A drag saberá que está abafando se esbarrar em uma colega de "bafon" e ouvir dela algo como: "Noooossa, mona, que carão! Passou vedacit hoje?".
O inacreditável "vedacit" é apenas um dos produtos oferecidos (a R$ 38) por uma nova loja de nome igualmente inusitado: Lá na Kaká Tem. Inaugurada há três meses no centro de São Paulo, segue o rastro de butiques que já existem em Los Angeles, Paris ou Rimini (Itália). O público-alvo: travestis e drag queens.
Não, não se trata da mesma coisa. O termo "travesti" define os homossexuais que modificam o corpo para assumir a aparência de mulher: tomam hormônios femininos, implantam próteses de silicone, submetem-se às depilações definitivas. A imensa maioria sobrevive da prostituição.
Drags são personagens -homens que se vestem de maneira teatral e exagerada ("se montam") para parodiar uma top model, uma cantora ou uma atriz.
Desde a década passada, frequentam ruidosamente a noite paulistana. De dia, porém, confundem-se na multidão de marmanjos (os "bofes"). Usam roupas masculinas e, não raro, exercem profissões convencionais.
Quando se transformam, adotam apelidos de inspiração cômica (Natasha Rasha, Cindy Babado, Paulette Pink, Nanny People) e costumam fazer shows em boates. Também animam festas, protagonizam telegramas falados e atuam como "hostess" de casas noturnas ou de eventos.
Pioneira no país, a loja que atende os dois grupos ocupa o primeiro andar de um edifício predominantemente residencial, onde só moram gays assumidos. O predinho, malconservado, espreme-se entre botecos e oficinas mecânicas da rua Amaral Gurgel, concorrido "point" de michês.

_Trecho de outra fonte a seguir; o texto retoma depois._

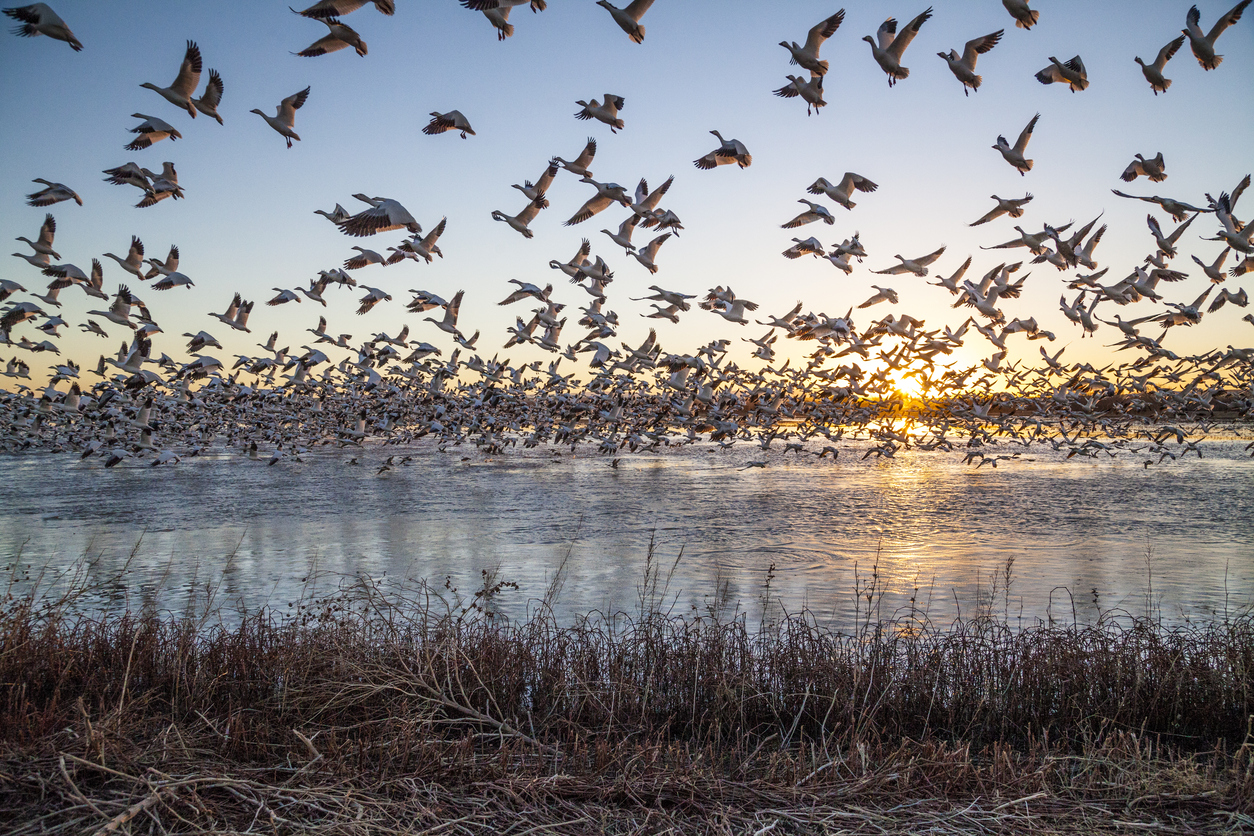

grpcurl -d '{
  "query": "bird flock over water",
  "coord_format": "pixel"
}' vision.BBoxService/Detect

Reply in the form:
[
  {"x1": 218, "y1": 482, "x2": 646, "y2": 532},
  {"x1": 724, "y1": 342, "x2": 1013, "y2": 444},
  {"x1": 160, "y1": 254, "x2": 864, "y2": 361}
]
[{"x1": 0, "y1": 0, "x2": 1254, "y2": 474}]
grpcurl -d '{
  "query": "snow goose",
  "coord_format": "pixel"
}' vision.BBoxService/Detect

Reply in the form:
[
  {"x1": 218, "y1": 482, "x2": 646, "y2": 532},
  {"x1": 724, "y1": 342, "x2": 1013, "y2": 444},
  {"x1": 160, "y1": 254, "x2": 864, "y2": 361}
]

Para dar conta da notívaga clientela, a butique abre às 14h e fecha às 2h. Mesmo nos fins de semana, é comum encontrá-la de portas escancaradas.
Se entrasse, Elke Maravilha choraria de emoção. Ali, podem-se garimpar perucas espalhafatosas, adereços de cabeça, bijuterias cintilantes, sandálias número 46 com salto plataforma de 30 centímetros, vestidões, bolsinhas, peças de brechó, lingeries, maquiagem sortida, óculos à Elton John e perfumes, muitos perfumes. Há, ainda, esculturas. A do toureiro desinibido arrancaria urros da Elke.

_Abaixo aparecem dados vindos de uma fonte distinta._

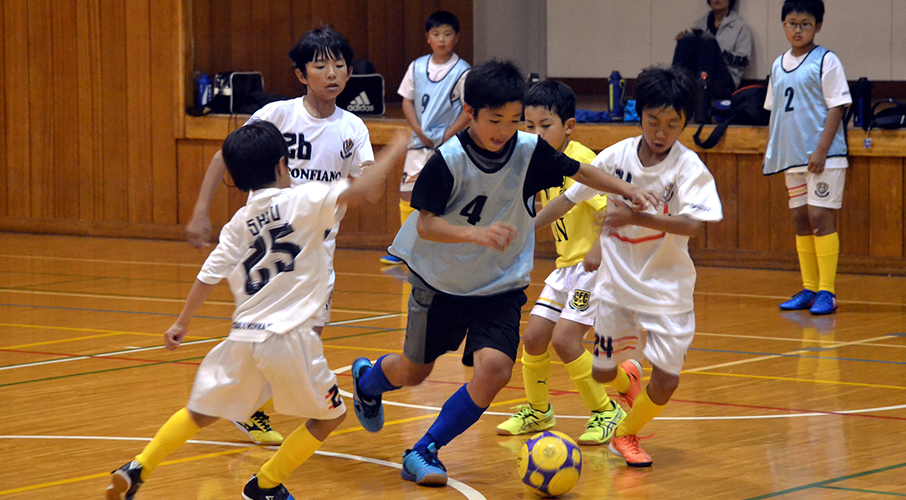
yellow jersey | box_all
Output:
[541,141,607,267]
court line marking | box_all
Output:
[0,254,906,307]
[747,463,906,500]
[0,433,487,500]
[0,287,403,316]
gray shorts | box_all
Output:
[403,272,527,366]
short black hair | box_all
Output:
[425,10,459,33]
[463,59,525,115]
[221,120,289,191]
[780,0,824,23]
[705,0,736,10]
[633,66,695,123]
[289,26,355,76]
[525,80,576,123]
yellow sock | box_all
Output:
[610,366,632,394]
[815,233,840,294]
[258,424,323,489]
[400,200,415,226]
[522,350,551,411]
[135,408,201,481]
[560,351,610,411]
[796,235,818,292]
[616,390,666,436]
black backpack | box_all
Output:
[867,99,906,129]
[692,84,771,149]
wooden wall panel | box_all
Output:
[0,2,10,217]
[837,157,872,255]
[3,0,31,217]
[76,0,104,220]
[28,0,57,219]
[732,155,771,252]
[124,0,153,223]
[47,0,79,219]
[150,0,185,225]
[868,158,903,257]
[0,0,184,234]
[704,155,739,250]
[99,0,129,223]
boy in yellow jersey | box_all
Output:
[497,80,642,445]
[536,67,723,467]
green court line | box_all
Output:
[821,486,906,497]
[0,356,204,388]
[746,463,906,500]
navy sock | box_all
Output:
[359,354,399,397]
[413,385,487,452]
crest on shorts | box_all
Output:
[569,289,591,311]
[815,182,830,198]
[340,139,355,160]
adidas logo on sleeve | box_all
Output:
[346,90,374,113]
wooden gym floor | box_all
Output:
[0,234,906,500]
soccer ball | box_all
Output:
[516,431,582,498]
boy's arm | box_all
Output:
[164,279,214,351]
[535,194,576,231]
[808,106,844,174]
[438,111,471,146]
[403,98,434,148]
[186,151,227,248]
[604,199,704,238]
[571,163,660,211]
[416,209,518,251]
[337,132,409,207]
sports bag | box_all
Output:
[692,85,771,149]
[868,99,906,129]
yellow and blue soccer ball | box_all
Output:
[516,431,582,498]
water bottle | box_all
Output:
[607,71,626,121]
[195,73,214,106]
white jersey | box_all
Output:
[565,136,723,315]
[249,96,374,269]
[198,181,349,342]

Entre as grifes, nada de Gucci ou Prada. Só Capadócia, Micheli Xis, Marquinhos Gutierrez e DKBR, marcas conhecidas no "mundinho". Tão conhecidas quanto as gírias que boa parte da freguesia utiliza para pedir os artigos. São expressões tiradas do "pajubá", a língua dos travestis, repleta de palavras em iorubá. Na loja, portanto, ninguém procura sapatos. Vai-se à caça de "apatás".
"Um versinho norteia minha vida: "geladeira vazia, mas modelão e perfume em dia'", explica a "top drag" Dimmy Kieer, 35, quando lhe perguntam por que gasta, todo mês, uma média de R$ 2.000 com roupas e acessórios. Habitué da butique, a meiga acaba de lançar um CD: "Look My Hair".

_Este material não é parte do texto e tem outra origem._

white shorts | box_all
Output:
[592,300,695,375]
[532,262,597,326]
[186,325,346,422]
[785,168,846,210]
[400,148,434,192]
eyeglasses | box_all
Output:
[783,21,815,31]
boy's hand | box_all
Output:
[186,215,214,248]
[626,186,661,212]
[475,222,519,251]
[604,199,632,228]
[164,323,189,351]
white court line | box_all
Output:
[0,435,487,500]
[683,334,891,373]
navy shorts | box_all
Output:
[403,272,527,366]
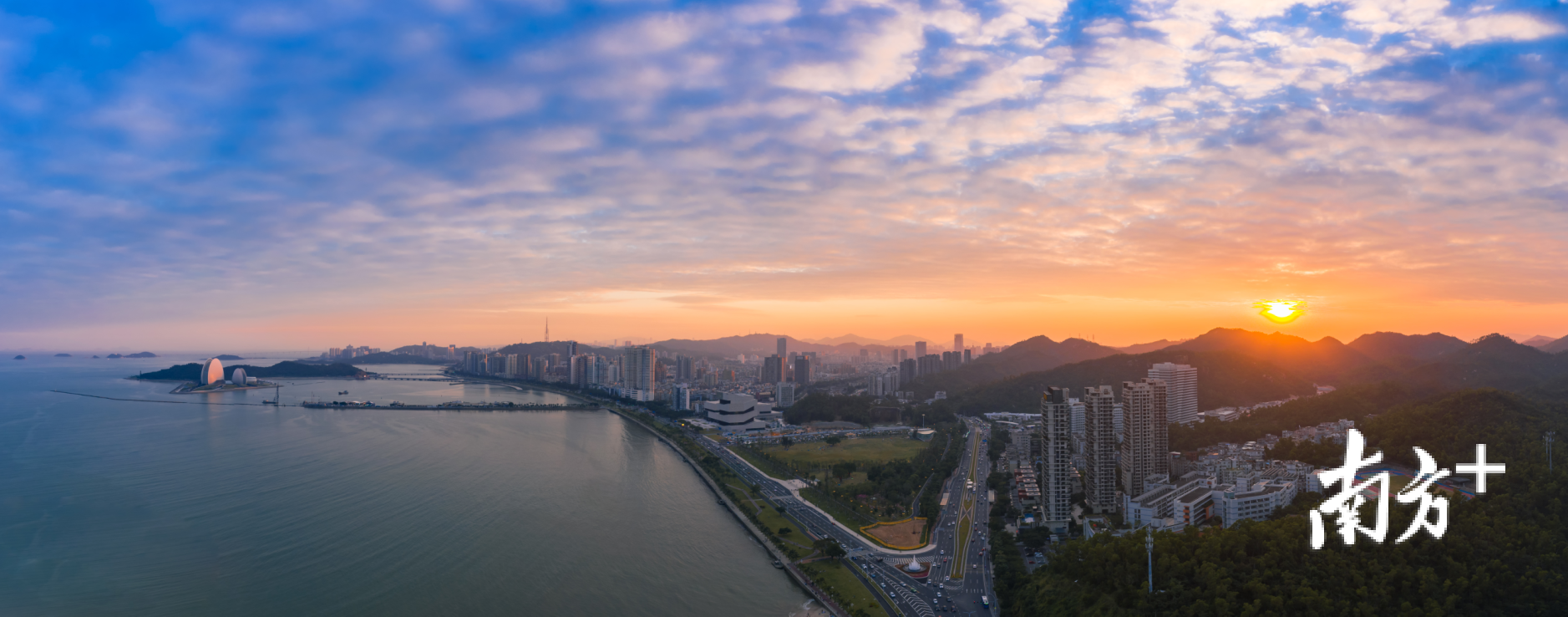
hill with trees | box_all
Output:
[997,390,1568,615]
[134,359,363,376]
[906,336,1121,399]
[1171,328,1397,383]
[931,347,1316,415]
[1347,331,1468,363]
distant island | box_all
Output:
[109,352,159,359]
[130,359,365,381]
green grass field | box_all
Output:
[762,436,928,467]
[799,560,887,617]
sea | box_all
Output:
[0,352,817,617]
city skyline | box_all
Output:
[0,0,1568,349]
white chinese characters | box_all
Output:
[1309,429,1507,549]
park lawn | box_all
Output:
[809,471,870,487]
[762,436,930,467]
[799,559,887,617]
[724,446,790,481]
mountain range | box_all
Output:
[801,334,941,347]
[911,328,1568,413]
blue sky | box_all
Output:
[0,0,1568,349]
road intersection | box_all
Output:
[698,419,996,617]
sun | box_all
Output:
[1253,300,1307,324]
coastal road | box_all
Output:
[693,419,996,617]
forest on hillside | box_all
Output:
[999,390,1568,615]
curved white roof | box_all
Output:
[196,358,223,386]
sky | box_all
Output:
[0,0,1568,350]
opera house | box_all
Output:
[196,358,223,386]
[703,392,769,433]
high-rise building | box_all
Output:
[773,381,795,406]
[795,356,810,386]
[1083,386,1116,513]
[1149,363,1201,424]
[621,347,658,392]
[1039,386,1073,533]
[569,354,597,386]
[865,370,899,397]
[669,383,692,411]
[762,354,784,383]
[1121,379,1171,496]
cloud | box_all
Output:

Outra drag, Kaká di Polly, 43, apresenta-se como dona do négócio: "Oi, biscoitiiiinho". O diminutivo soa estranho na boca de alguém tão grande. Kaká (ou Carlos Alberto Polycastro) mede 1m80 e pesa 176 quilos.
Investiu R$ 15 mil e hoje contabiliza lucro mensal de R$ 3.000. É o único vendedor da butique, que emprega três funcionários (as): a drag Cris Tall (estilista e costureira), a travesti Raquel Acioly (secretária) e o "gay performático" Evandro Machado (maquiador e cabeleireiro).
O quarteto dificilmente trabalha "montado". Mas "monta" com espantosa rapidez os clientes que desejam se produzir na própria loja. Curioso é que não somente drags e travestis aparecem por lá. Clubbers e prostitutas já descobriram o local. Rapazes que se declaram heterossexuais também.
Na terça-feira, um deles buscava botas pretas, de salto alto, apertadíssimas e com canos que beiravam as coxas. Vestiu-as e passou a tarde no predinho, andando de um lado para outro.